Home > Talon (Ashes & Embers #4)(3)

Talon (Ashes & Embers #4)(3)
Author: Carian Cole

My decision comes fast. "If your nutty little group can find me the woman of my dreams, trust me, I ain't gonna cheat on her."

"That's the goal, Talon. You just have to have an open mind and heart."

Squeezing the heart-shaped stress ball on her desk, I grin at her. "All right, Mom. You're on. Challenge accepted. Let's see if you can find the perfect chick for me."

Chapter 4

Asia

I'm at my archaic sewing machine trying to piece together what's supposed to be a dress when Kat comes flying into my apartment.

"Your worries are over, my dear friend. I have found the most epic solution to your problem, and it literally landed right on my desk." She heads straight for my refrigerator and pours herself a glass from a pitcher of fruit-infused water I made the day before.

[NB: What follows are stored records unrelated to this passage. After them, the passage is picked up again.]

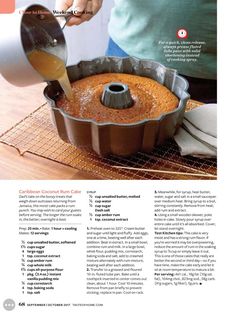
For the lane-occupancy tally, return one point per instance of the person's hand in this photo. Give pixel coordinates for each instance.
(84, 10)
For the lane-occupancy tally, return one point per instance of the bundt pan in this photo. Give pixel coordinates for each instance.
(114, 138)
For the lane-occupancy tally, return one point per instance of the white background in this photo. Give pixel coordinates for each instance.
(217, 299)
(86, 41)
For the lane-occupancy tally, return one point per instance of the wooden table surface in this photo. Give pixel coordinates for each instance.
(15, 104)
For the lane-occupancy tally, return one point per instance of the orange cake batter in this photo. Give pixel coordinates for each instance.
(150, 99)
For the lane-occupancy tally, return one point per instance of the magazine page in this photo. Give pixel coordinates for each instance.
(111, 197)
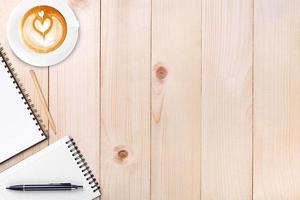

"Which problem might that be?"

She produces a wrinkled up piece of paper from her purse that's got scribbles and yellow highlighter all over it. "Your man problem," she says.

"Kat…no. I'm fine."

"You're not. You haven't gotten laid in three years, girl. You're twenty-five years old. As your best friend, I cannot let your vag suffer for another year."

Scowling at her in disgust, I pull the dress out from the machine. "My vag is fine, thank you very much."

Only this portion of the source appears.